From the Publisher’s Desk: Musings from Nashville as our news network starts year 11

Publisher Teresa Wippel, right, and advertising sales director Kathy Hashbarger at the LION conference in Nashville.

A week ago, I returned home from a whirlwind trip to Nashville, Tenn. — this year’s location for the annual gathering of Local Independent Online News publishers. I sit on the national board of this organization, which has more than 200 members in the U.S. and internationally.

It’s no surprise that our acronym — and our mascot — is LION. Lions are associated with pride courage, and strength — all attributes necessary to survive in today’s uncertain world of journalism, where newspapers are shrinking or disappearing altogether. Online news organizations have their own set of challenges, with fierce competition from tech giants like Facebook and Google that suck up the majority of digital advertising dollars. In fact, Facebook and Google bring in more advertising revenue than ad revenue from all U.S. newspapers combined!

(As an aside, in doing research for this column, I was surprised to learn that lions — like news organizations — are also disappearing. According to, in the last 21 years the lion population has plummeted by an estimated 43%. Today, lions are extinct in 26 African countries and there are an estimated 30,000 wild lions remaining.)

Those of you who read this occasional column from me know that I am passionate about figuring out how to make online news sustainable — for several reasons.

First, I sincerely believe that journalism is the cornerstone of our democracy, ensuring that citizens can learn about the actions of their local government and participate in the decision-making process. Some people have been sharply critical of journalism organizations these days, and it’s easy to lose sight of the importance of an unbiased new source that represents all viewpoints, as we are often surrounded in our comfortable social media bubbles by like-minded individuals.

Second, it is key to journalism’s survival that we offer a path forward for those young people considering a journalism career. How do we ensure that those who decide to pursue this work — so critical to our way of life — can make a living doing it?

Third, I would argue that the current funding model for journalism is not sustainable. One of the speakers in Nashville called it “an accident of history” that journalism — a key function of our democracy — is funded through advertising revenue. This has become increasingly evident as the internet has stripped away the past “cash cows” of the news business, from classified ads to Sunday real estate sections.

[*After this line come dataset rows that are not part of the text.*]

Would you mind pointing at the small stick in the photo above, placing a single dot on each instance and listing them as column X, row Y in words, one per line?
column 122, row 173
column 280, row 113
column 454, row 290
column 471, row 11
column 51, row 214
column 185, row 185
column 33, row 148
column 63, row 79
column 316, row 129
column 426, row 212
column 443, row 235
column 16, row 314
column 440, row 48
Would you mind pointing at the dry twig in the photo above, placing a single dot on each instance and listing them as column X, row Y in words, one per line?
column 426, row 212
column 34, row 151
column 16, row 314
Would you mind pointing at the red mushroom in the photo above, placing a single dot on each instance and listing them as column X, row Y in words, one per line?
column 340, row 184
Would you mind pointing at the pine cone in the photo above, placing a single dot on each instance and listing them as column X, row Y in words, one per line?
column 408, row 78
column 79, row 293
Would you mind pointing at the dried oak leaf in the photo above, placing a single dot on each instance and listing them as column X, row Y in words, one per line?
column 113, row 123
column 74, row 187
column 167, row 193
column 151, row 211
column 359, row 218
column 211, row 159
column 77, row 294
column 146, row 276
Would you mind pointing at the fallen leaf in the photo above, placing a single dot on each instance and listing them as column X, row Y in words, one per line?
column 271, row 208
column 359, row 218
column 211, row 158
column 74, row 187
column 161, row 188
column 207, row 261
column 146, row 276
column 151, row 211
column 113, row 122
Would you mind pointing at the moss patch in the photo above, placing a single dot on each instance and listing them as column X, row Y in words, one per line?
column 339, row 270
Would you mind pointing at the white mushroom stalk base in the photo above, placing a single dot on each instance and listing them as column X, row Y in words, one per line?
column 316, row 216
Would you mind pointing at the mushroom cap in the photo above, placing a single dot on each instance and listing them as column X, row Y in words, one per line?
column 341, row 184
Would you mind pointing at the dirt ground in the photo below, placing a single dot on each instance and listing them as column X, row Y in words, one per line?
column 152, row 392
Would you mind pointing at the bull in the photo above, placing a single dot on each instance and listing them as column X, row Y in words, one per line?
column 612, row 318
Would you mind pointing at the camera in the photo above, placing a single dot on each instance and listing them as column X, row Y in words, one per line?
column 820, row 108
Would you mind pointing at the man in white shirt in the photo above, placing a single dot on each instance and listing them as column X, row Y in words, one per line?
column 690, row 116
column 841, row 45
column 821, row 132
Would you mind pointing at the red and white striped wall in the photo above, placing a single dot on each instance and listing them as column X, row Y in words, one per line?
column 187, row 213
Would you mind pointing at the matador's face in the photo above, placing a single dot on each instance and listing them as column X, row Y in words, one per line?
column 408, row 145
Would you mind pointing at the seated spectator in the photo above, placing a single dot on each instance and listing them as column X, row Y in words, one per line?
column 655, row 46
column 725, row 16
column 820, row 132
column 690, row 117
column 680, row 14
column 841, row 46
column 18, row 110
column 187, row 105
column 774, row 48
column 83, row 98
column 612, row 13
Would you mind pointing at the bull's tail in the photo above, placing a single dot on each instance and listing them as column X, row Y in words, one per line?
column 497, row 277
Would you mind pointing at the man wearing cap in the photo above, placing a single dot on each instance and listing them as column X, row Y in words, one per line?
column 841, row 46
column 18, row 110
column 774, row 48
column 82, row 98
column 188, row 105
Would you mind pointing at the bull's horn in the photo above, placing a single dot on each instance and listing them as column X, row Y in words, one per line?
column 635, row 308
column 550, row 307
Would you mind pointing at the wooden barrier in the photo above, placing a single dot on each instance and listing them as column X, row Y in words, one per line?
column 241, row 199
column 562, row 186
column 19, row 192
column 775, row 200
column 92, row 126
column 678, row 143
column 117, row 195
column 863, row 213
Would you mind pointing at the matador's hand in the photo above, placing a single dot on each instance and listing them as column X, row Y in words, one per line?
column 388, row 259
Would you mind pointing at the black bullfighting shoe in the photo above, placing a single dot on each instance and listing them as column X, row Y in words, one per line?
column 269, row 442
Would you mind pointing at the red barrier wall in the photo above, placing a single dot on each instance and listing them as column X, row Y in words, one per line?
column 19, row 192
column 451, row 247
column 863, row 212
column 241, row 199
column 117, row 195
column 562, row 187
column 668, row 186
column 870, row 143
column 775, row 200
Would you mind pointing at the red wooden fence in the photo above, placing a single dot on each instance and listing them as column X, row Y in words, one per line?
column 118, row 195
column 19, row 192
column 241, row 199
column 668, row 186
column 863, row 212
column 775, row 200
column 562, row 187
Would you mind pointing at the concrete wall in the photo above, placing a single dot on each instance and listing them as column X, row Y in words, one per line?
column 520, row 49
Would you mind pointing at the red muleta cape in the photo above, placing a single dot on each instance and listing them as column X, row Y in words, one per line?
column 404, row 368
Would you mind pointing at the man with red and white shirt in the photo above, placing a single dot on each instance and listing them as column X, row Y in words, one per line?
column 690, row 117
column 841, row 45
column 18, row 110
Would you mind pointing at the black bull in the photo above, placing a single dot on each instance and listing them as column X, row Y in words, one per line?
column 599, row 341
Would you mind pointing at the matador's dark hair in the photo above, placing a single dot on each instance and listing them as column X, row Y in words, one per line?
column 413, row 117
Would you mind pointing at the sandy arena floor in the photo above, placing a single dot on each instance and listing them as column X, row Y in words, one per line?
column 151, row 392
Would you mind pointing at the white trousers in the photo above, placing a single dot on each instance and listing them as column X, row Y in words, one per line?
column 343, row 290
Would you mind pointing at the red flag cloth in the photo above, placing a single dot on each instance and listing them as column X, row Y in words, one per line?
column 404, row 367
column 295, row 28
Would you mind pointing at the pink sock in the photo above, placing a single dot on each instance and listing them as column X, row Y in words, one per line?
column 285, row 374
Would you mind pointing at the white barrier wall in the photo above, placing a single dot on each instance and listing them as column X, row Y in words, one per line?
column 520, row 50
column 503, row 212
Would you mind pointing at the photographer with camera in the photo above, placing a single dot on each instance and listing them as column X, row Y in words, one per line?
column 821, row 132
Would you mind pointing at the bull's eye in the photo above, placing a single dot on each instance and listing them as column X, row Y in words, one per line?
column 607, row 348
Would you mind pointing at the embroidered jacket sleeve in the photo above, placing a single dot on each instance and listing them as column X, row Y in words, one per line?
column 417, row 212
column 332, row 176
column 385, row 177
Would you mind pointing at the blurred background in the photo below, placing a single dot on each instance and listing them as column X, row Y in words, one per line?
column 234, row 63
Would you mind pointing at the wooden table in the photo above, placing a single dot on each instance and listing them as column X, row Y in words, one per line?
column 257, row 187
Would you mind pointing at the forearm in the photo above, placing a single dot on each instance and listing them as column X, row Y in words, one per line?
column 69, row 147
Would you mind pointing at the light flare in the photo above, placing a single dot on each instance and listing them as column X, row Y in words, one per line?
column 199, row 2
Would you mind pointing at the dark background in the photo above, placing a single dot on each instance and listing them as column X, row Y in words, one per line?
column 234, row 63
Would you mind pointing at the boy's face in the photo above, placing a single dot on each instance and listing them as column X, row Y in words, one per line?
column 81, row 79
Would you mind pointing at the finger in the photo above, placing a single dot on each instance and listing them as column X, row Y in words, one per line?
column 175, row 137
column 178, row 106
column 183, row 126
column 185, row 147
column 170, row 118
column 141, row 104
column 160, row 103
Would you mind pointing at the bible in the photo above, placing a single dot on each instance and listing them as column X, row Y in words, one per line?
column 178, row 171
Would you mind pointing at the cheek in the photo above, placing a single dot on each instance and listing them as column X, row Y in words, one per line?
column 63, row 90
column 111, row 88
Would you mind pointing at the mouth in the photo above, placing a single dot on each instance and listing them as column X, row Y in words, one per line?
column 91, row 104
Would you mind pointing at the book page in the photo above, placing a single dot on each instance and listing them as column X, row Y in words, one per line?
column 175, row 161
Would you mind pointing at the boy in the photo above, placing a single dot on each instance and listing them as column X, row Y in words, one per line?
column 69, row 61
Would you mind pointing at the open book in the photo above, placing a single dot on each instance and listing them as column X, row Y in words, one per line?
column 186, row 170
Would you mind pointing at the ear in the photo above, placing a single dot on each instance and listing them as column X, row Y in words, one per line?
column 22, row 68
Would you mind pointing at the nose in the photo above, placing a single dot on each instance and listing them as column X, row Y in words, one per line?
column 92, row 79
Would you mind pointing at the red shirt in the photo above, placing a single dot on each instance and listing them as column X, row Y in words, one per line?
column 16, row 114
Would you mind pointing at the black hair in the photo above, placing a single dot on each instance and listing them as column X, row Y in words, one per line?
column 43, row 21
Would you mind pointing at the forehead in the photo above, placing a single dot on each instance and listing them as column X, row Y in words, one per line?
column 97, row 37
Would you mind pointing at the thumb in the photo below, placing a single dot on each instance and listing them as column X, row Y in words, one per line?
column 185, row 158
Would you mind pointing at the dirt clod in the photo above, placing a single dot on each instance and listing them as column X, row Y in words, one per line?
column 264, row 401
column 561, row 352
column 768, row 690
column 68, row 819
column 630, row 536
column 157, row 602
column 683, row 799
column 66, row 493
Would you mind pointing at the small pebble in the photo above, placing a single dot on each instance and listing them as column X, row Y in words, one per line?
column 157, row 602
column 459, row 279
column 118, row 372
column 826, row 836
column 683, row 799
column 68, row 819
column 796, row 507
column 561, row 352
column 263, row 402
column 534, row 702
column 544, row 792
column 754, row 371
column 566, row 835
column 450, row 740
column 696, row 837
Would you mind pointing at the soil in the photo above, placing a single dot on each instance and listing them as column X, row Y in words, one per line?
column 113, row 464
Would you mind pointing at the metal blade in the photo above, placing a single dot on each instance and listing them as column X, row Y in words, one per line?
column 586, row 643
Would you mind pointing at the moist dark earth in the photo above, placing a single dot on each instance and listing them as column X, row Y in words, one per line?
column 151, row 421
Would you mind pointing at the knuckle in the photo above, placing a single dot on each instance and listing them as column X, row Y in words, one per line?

Let me be clear. I am grateful to our advertisers. They do pay — excuse the ongoing analogy — the lion’s share of our expenses. We couldn’t publish today without them. But advertising revenue alone isn’t enough to fund a sustainable news organization — one that can pay a true living wage to our editorial and support staff. One that can allow for investing in continued growth. One that can serve the community long term.

That’s why I believe that the future of local journalism rests on increasing reader-based support. You pay for your morning coffee. You pay for your monthly haircut or manicure. You pay for your oil change. Gathering and producing the news costs money, and someone needs to pay for that too.

That is why I have continued to ask the readers of our three online news communities in Edmonds, Lynnwood and Mountlake Terrace to consider a monthly contribution to support our work. We have recently revamped our online support system to make it both easy and secure for you to do that — using a credit card of your choice. Or you can mail us a regular or one-time paper check, which many readers do. Learn more about either option here.

Finally, unlike the often-disparaged “blogs” of years ago, be assured that professionally gathered online news is here to stay. The economics of producing and distributing a print publication are difficult at best. The changing demographics indicate that most people are getting their news online. What we do here is not a hobby or a whim. As publisher of the My Neighborhood News Network of publications covering South Snohomish County, I can assure you that we are in it for the long haul. My Edmonds News and MLTnews were founded 10 years ago. Lynnwood Today was started nearly nine years ago. We pride ourselves on being professional, fair, honest and reputable. We acknowledge and correct our mistakes. We always strive to do better.

In short, I believe that 11 years in, we deserve the support of our community. I hope that you agree — and will support us today.